Systematic examination is inappropriate for critically ill patients as immediate intervention may be needed to save life, e.g. in cardiac arrest or tension pneumothorax, or to halt processes which untreated, would lead to death, e.g. hypovolaemic shock. Examination and interventions are often performed simultaneously.
Rapidly identify the main problems affecting the patient and use the resources available to gain control of the situation. Your aim is to stabilise the patient’s condition and address life-threatening problems. This temporary phase should always be followed by a full history and clinical examination when the patient is ‘stable’ to make a full diagnosis, perform specialist investigations and institute definitive therapy.
Critical illness can present as:
• acute respiratory compromise affecting Airway or Breathing (Box 19.2)
• acute cardiovascular compromise, detectable as reduced Circulation (Box 19.3)
• altered conscious state manifest as neurological Disability (Box 19.4).
Initially, you may not be aware of events or the timeframe preceding the current state. Concentrating on the system which appears most likely to be causing the problem may be misleading, wastes time and further compromises the patient. Use a simple and safe ABCD approach to address and correct conditions using a logical framework.
This has four interlinked phases:
Seek senior, experienced help immediately. If you have to work alone, only proceed to the next item once you have adequately completed the preceding one. A team can deal with the separate elements simultaneously, but the leader should ensure that all components are covered and if a patient’s condition deteriorates, should immediately review the ABCD sequence.
Communicating with others in order to get help requires careful, concise delivery of information that can be difficult in an emotionally charged resuscitation. A useful and widely used format with which to structure your thoughts is SBAR (situation, background, assessment, recommendation: Box 19.5).
Information gathering: The patient may be unable to give a history, so use all possible sources of information (Box 19.6). Include previous primary care or hospital records, relatives, friends, bystanders and emergency or ambulance personnel. Look for diabetic/steroid/anticoagulant cards and medications, and Alert bracelets/necklaces (Fig. 3.3). If possible, contact the patient’s GP, who is often a key source of current and background information.

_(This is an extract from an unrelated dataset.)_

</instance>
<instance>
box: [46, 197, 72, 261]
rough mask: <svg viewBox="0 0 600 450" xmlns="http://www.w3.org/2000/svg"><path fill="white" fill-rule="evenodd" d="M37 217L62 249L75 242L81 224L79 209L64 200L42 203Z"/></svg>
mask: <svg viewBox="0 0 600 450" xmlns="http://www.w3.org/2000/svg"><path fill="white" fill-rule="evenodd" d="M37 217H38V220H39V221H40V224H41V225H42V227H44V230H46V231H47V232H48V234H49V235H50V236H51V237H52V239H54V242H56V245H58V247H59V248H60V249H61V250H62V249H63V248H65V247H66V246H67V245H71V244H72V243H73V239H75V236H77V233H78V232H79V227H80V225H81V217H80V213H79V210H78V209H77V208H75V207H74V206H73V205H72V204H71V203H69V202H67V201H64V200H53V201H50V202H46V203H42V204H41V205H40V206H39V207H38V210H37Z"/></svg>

Managing your resources: Identify your available resources: which staff can help? What is their level of seniority and experience and what can they do? If you have others to help you, identify roles and responsibilities. If you are team leader, communicate your thinking to the whole team clearly and frequently.
See Box 19.15.
The secondary survey reassesses the patient after the primary survey is complete. This is a systematic, detailed top-to-toe examination that fully documents additional signs and identifies injuries in the trauma patient. Only start the secondary survey once you are confident that there is no immediate need for further resuscitation and the patient does not require immediate transfer for definitive care, e.g. to theatre for a patient with a ruptured abdominal aortic aneurysm. Continually re-evaluate to assess the response to treatment. If the patient deteriorates or you are unsure about clinical status, return to the primary survey.
Give adequate analgesia to all patients in pain. There is no ‘standard’ dose. Slowly titrate an opioid drug, e.g. morphine IV in 1–2 mg aliquots to achieve pain relief. The amount needed varies according to the patient’s response and adverse effects, e.g. respiratory depression, hypotension.
Specific investigations will depend upon the presentation involved, e.g. CT for head injury. A 12-lead ECG and chest X-ray are standard and in patients with blunt trauma the initial X-rays should, as a minimum, include views of the cervical spine, chest and pelvis. Perform a urinary pregnancy test in all women of child-bearing age.
Ensure tetanus prophylaxis for all trauma patients who are non-immune. Give IV antibiotic therapy to patients with presumed meningococcal disease, septic shock and open fractures.
Document all investigations, therapy and response to treatment. Stop the assessment process if the patient needs immediate definitive care or investigation. Let the receiving team know exactly which stage of the assessment process you have reached when you hand over care of the patient.
Once stable, the patient is moved to a critical care area, theatre, scanning room or another hospital. This is high-risk and there must be sufficiently trained staff accompanying the patient. The critically ill patient needs to be adequately monitored and as ‘stable’ as possible. All relevant documentation and investigation results should accompany the patient, with clear lines of communication between clinicians.
If you discover that the patient is terminally ill and that this crisis is not unexpected, it may not be appropriate for the patient to be given aggressive or ‘heroic’ treatment. It may be difficult to recognise and prepare for a patient’s death but it is essential and humane. Communicate with the family, the GP and the senior clinician previously involved in the patient’s care. Care for the patient in a dignified manner, with the emphasis on analgesia, relief of distressing symptoms and the highest quality of nursing care.